Day #6: Rhiannon's Story

I Wish My Teachers Understood that a Smile Does Not Mean I'm Happy.

I'm 6 years old, in year 1. I have ASD, ADHD, ODD and anxiety disorder. My teachers always see me as happy, they miss all the little signs, I chew things, my eyes look down, I fidget, I get uncomfortable when I'm sad. On hard days I wish my teachers could understand things are hard for me. I wish they could understand that lots of little things all together make it very hard.

Mommy comes to pick me up, I run into her arms and I burst out crying. Mommy asks the teachers what's wrong, they say I'm tired. Well actually today someone stole my fidget toy, at lunch it was very loud, in class kids get too close to me and want to play with my fidget toys. I try and read but I cannot sit for so long. I get distracted, I get sad when I try so hard and I still cannot do it. Once things start getting tough it's more and more things that get me anxious, my tummy starts to hurt, my head hurts. I just want to be by myself. I want the noise to go away.
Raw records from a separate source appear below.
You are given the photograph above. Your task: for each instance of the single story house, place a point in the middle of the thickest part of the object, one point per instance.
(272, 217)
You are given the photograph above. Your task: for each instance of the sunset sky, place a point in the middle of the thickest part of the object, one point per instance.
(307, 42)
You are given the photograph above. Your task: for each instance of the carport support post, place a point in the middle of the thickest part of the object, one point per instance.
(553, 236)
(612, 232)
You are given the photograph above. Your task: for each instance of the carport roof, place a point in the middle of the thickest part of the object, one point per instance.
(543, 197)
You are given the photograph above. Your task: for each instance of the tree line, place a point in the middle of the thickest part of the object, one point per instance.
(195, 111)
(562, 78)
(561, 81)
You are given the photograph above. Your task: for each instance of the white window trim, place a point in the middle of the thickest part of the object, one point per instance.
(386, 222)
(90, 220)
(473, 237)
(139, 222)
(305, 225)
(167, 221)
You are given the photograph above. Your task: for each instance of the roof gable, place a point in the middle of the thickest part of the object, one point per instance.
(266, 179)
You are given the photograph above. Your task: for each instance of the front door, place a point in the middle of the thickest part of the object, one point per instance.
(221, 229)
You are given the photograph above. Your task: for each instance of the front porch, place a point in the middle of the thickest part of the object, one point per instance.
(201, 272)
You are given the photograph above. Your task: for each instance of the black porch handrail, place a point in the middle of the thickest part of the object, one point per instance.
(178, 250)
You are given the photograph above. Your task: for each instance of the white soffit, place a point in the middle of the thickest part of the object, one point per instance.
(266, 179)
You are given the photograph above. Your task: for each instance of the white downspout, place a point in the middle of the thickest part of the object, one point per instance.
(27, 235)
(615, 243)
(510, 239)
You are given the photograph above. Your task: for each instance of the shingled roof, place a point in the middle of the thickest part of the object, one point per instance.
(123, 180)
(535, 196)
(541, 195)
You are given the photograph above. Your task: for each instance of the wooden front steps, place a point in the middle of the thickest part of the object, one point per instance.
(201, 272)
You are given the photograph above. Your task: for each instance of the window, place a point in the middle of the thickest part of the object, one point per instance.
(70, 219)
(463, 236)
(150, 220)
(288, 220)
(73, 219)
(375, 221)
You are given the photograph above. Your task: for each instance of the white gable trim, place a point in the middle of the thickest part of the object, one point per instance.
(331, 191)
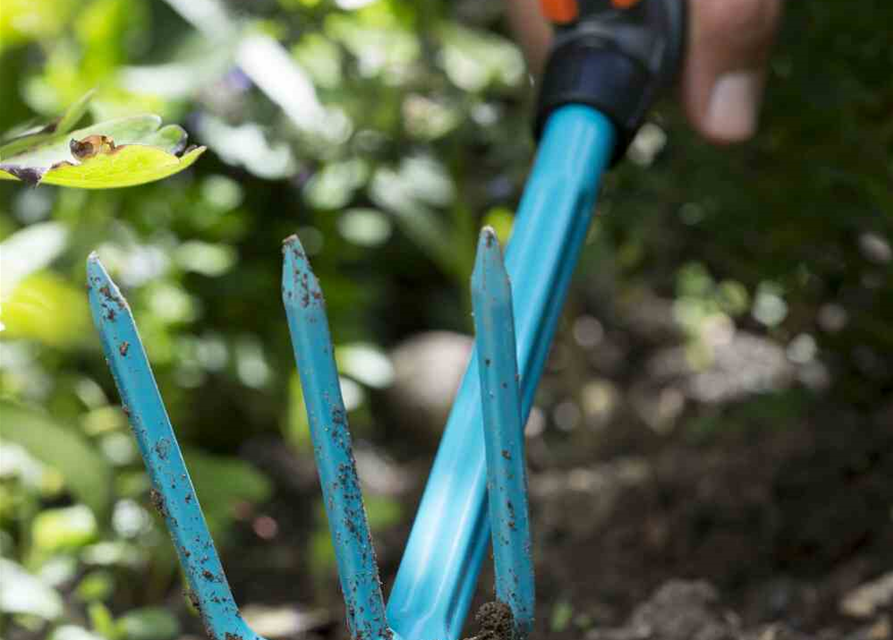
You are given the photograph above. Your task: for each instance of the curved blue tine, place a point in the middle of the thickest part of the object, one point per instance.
(503, 432)
(172, 492)
(314, 355)
(439, 570)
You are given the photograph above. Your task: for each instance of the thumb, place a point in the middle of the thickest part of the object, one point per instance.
(725, 69)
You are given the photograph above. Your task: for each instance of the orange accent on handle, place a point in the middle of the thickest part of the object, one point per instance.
(560, 11)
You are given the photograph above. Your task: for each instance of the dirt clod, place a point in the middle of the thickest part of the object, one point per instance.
(495, 621)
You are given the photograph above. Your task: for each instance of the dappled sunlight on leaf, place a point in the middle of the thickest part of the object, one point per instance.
(45, 307)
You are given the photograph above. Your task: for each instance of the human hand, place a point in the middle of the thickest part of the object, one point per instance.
(724, 72)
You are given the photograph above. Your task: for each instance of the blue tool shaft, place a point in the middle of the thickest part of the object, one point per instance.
(440, 566)
(172, 493)
(503, 433)
(314, 355)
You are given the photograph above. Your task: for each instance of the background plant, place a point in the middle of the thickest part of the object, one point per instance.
(426, 112)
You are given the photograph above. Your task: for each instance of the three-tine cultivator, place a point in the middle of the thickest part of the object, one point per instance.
(609, 59)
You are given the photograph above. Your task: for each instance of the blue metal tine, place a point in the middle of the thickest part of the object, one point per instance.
(172, 493)
(503, 432)
(439, 570)
(314, 355)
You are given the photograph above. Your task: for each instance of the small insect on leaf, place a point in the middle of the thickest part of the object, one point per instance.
(91, 146)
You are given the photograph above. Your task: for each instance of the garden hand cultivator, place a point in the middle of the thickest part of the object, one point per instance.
(608, 61)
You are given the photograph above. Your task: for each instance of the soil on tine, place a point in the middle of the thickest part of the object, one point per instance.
(495, 621)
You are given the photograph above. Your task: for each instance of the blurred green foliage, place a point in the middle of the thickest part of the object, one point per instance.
(425, 112)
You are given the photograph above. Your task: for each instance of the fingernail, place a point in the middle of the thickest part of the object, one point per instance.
(732, 112)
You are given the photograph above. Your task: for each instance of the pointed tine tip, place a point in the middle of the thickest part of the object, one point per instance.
(292, 242)
(488, 240)
(299, 283)
(96, 273)
(489, 269)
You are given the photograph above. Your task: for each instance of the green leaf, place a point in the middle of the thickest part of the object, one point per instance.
(87, 474)
(244, 483)
(23, 593)
(131, 166)
(63, 529)
(141, 151)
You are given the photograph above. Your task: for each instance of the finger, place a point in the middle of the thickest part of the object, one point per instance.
(725, 68)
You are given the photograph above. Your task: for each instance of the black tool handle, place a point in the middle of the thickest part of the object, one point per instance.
(616, 56)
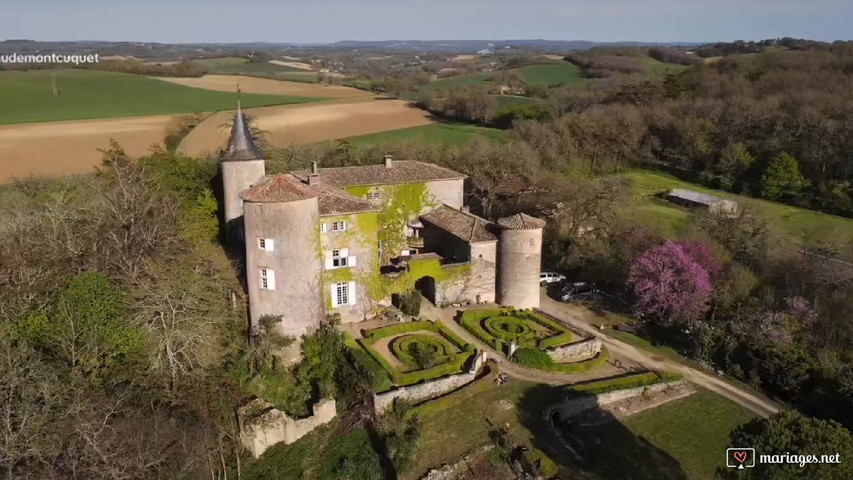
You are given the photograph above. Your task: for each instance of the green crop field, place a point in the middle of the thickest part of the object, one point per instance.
(671, 220)
(86, 94)
(562, 73)
(506, 101)
(478, 78)
(656, 67)
(445, 133)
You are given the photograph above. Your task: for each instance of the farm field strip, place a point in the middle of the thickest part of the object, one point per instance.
(310, 123)
(89, 94)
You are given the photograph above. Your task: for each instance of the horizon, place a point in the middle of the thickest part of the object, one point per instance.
(305, 22)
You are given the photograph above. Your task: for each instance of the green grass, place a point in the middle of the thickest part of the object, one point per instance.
(449, 83)
(444, 133)
(794, 222)
(562, 73)
(27, 96)
(656, 67)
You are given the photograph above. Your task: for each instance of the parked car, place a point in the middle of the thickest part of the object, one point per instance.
(549, 278)
(577, 291)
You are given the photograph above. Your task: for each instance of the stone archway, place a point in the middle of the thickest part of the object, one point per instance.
(426, 285)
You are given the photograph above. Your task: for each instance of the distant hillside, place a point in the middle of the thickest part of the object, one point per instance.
(153, 49)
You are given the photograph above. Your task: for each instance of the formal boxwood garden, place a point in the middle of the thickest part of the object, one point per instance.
(499, 327)
(447, 352)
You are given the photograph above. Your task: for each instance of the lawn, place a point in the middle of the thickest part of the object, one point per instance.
(562, 73)
(683, 439)
(86, 94)
(656, 67)
(443, 133)
(794, 222)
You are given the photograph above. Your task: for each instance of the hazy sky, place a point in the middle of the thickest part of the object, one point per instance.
(331, 20)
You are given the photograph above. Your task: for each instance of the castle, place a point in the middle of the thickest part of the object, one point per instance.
(348, 239)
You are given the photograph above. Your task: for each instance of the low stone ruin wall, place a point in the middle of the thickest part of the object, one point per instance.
(264, 425)
(435, 388)
(575, 352)
(574, 406)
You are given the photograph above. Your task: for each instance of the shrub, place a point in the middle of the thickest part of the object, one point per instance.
(555, 341)
(631, 381)
(540, 463)
(530, 357)
(391, 330)
(410, 303)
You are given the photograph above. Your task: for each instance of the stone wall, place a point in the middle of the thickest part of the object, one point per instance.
(264, 425)
(575, 352)
(424, 391)
(574, 406)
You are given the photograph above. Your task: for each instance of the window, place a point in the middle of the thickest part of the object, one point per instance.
(267, 244)
(343, 294)
(337, 260)
(267, 279)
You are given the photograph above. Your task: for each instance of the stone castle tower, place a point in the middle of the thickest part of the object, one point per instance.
(242, 164)
(284, 267)
(519, 260)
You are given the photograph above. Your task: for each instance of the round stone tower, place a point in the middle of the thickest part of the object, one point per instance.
(283, 265)
(242, 164)
(519, 260)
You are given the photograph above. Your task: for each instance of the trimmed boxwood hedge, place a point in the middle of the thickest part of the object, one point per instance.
(380, 380)
(451, 366)
(471, 320)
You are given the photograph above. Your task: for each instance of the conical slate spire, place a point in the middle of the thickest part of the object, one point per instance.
(241, 146)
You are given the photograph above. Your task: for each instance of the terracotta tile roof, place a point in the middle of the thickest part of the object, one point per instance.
(276, 189)
(521, 221)
(334, 201)
(401, 171)
(463, 225)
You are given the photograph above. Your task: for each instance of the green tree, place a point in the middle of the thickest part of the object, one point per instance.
(86, 325)
(782, 179)
(790, 432)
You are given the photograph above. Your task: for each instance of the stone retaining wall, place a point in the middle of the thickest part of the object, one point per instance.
(575, 352)
(264, 425)
(574, 406)
(424, 391)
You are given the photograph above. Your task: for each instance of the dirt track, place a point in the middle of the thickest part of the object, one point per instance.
(62, 148)
(228, 83)
(308, 123)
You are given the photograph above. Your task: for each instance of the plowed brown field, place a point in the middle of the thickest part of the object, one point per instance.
(61, 148)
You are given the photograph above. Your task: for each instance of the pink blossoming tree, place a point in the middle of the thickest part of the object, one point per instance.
(669, 285)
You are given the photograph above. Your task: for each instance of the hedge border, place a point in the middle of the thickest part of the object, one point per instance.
(441, 352)
(454, 365)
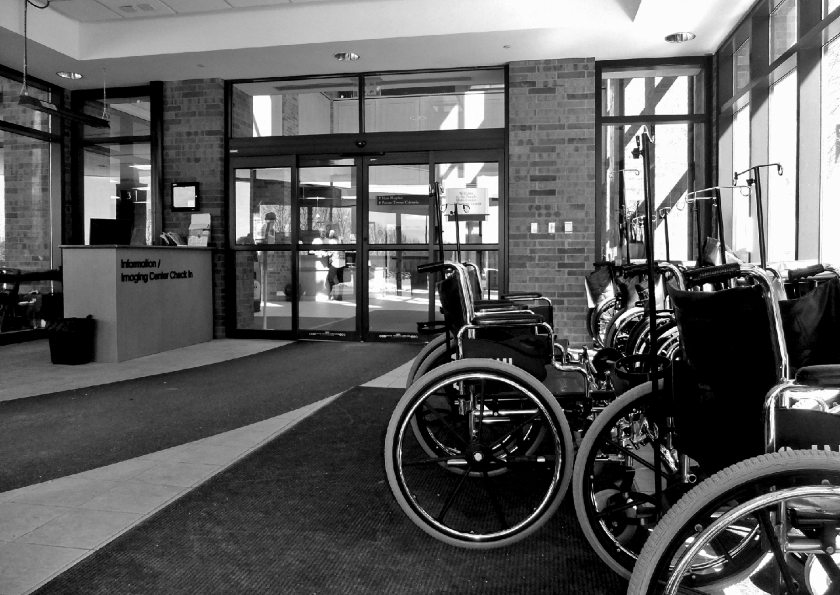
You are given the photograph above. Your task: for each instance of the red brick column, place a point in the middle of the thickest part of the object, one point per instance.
(552, 179)
(193, 151)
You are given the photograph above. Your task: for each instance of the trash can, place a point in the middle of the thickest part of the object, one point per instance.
(71, 340)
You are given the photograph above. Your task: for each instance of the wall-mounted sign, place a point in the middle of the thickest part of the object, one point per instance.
(470, 201)
(401, 199)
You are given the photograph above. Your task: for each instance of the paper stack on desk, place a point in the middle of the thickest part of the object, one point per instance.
(199, 230)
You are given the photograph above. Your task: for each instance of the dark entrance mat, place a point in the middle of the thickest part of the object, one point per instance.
(311, 513)
(59, 434)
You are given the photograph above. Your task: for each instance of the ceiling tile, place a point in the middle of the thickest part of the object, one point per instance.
(138, 8)
(250, 3)
(183, 6)
(84, 10)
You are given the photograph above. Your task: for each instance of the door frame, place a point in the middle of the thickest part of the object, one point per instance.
(268, 156)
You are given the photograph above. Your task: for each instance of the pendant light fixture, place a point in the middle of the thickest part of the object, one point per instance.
(27, 100)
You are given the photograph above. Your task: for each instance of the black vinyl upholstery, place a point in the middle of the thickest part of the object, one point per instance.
(731, 360)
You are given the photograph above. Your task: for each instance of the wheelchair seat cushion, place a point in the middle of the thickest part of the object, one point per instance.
(530, 353)
(812, 326)
(827, 376)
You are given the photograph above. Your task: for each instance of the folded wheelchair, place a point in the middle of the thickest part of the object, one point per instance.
(652, 444)
(768, 524)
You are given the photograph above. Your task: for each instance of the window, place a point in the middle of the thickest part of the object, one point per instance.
(781, 190)
(30, 224)
(394, 102)
(782, 28)
(830, 170)
(741, 66)
(669, 102)
(118, 168)
(742, 224)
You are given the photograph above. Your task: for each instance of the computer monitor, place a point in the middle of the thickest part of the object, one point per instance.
(110, 232)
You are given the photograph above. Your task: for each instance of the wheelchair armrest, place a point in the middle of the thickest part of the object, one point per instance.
(433, 327)
(521, 295)
(822, 376)
(510, 317)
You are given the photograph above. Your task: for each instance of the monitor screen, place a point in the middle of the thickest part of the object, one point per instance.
(110, 232)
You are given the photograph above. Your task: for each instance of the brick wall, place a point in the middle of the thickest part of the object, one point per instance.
(552, 179)
(193, 151)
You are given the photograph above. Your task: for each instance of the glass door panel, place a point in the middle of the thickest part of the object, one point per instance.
(264, 293)
(398, 296)
(399, 236)
(263, 206)
(327, 227)
(474, 187)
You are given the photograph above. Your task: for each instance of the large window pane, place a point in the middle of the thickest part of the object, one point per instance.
(657, 91)
(399, 204)
(781, 191)
(473, 190)
(741, 66)
(263, 206)
(296, 108)
(782, 28)
(465, 100)
(128, 117)
(327, 198)
(398, 294)
(118, 187)
(25, 228)
(830, 170)
(742, 225)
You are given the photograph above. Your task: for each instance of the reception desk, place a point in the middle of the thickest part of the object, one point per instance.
(145, 299)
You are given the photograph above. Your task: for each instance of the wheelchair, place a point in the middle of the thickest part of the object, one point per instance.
(648, 448)
(441, 349)
(775, 516)
(478, 451)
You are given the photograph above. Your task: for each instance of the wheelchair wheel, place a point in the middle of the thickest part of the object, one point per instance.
(599, 320)
(506, 486)
(432, 427)
(638, 341)
(772, 489)
(614, 479)
(620, 328)
(430, 348)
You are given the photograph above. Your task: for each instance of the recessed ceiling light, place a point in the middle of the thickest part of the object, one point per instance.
(680, 37)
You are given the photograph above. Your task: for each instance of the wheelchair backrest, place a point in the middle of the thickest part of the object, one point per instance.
(812, 326)
(731, 353)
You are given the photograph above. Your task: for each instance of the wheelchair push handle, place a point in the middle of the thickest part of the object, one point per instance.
(432, 267)
(814, 269)
(714, 274)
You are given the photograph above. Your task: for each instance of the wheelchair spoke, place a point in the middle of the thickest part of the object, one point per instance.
(494, 500)
(776, 547)
(637, 458)
(445, 424)
(504, 438)
(430, 461)
(453, 494)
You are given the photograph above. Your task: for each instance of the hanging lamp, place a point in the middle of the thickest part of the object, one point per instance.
(46, 107)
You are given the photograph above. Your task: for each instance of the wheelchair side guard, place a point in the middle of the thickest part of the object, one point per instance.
(825, 376)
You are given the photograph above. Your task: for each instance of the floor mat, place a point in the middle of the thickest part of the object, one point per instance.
(311, 513)
(60, 434)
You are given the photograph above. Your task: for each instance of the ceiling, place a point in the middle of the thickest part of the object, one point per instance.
(131, 42)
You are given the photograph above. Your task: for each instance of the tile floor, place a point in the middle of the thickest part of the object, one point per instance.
(48, 527)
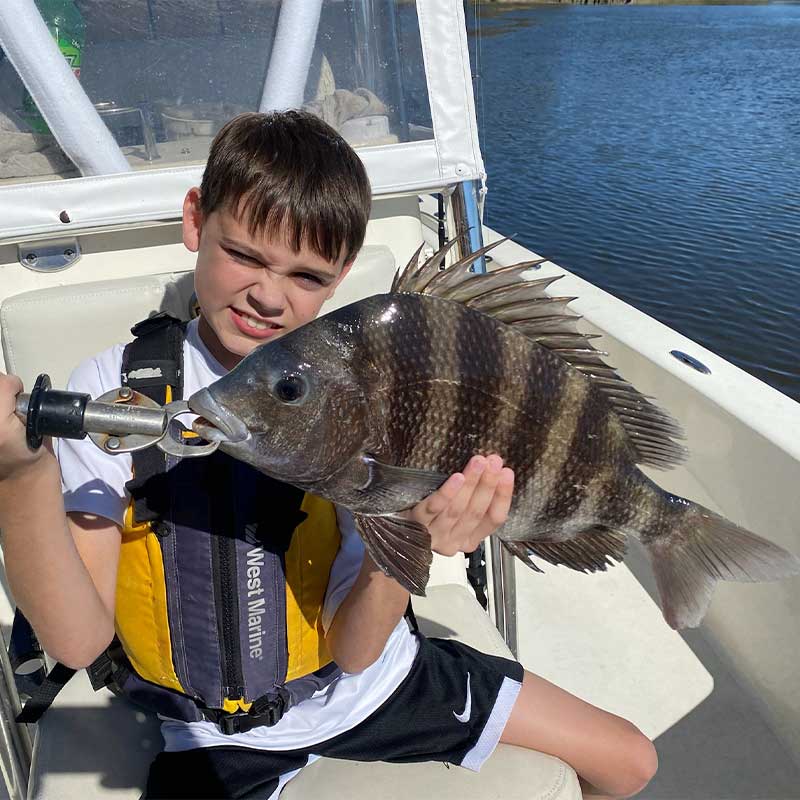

I wish my teachers can see that I'm not happy. 

It's not that it's been a long day, it's not that I'm tired, it's the fact they missed all those signs that show I'm having a bad day and it just keeps getting worse. If mommy was here, she would know, she would make things better. But the teachers just tell mommy that I'm perfectly fine at home and I don't behave at school like I do at home. The truth is, I try all day long and once I'm with mommy I cry, I can't hold it in anymore. She tries to make it better.

I wish my teachers tried to make it better too.